Though MMA fits the tougher-side of Albuquerque’s image, the team at Elevate isn’t exclusively focused on the sport: as with their fighters, their mission is to develop total athletes, welcoming members from across the full fitness spectrum.

“We’re a strength and conditioning facility, but beyond that we’re really a strength and conditioning community,” Gonzales says. “We’ve created a community of mixed-martial arts athletes, professional baseball players, football players, all the sports you can imagine — but we’ve also created a community of regular individuals, people who are all goal-and-exercise-oriented individuals. We have people training to run the first 5K in their life and people who are trying to PR at the Boston Marathon. That community tends to breed a competitiveness and a great atmosphere, so that at any given time you can walk in to Elevate, you’d have the music bumping, and you’d see guys like Jon Jones and Travis Browne training alongside a 15 year-old kid who’s trying to make his varsity soccer team, and there might be a 60 year-old woman right next to them training to do her first triathlon.

(Photo: Gonzales working the heavy ball with Browne.)

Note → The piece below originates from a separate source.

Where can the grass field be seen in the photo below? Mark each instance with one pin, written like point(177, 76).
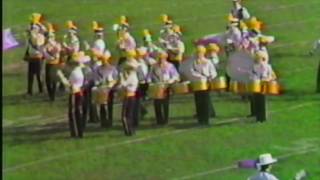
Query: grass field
point(36, 143)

“But that’s the culture and the vibe of Elevate and we hope to take this national,” Gonzales says. “We’ve been very fortunate in our short time of operation to have a good bit of success and we hope that continues and we can bring that to other parts of New Mexico and ultimately other parts of the U.S., because we really believe in what we do and we have a very sound scientific approach to our techniques and to our methodologies — and when it’s applied correctly people have tremendous benefits.”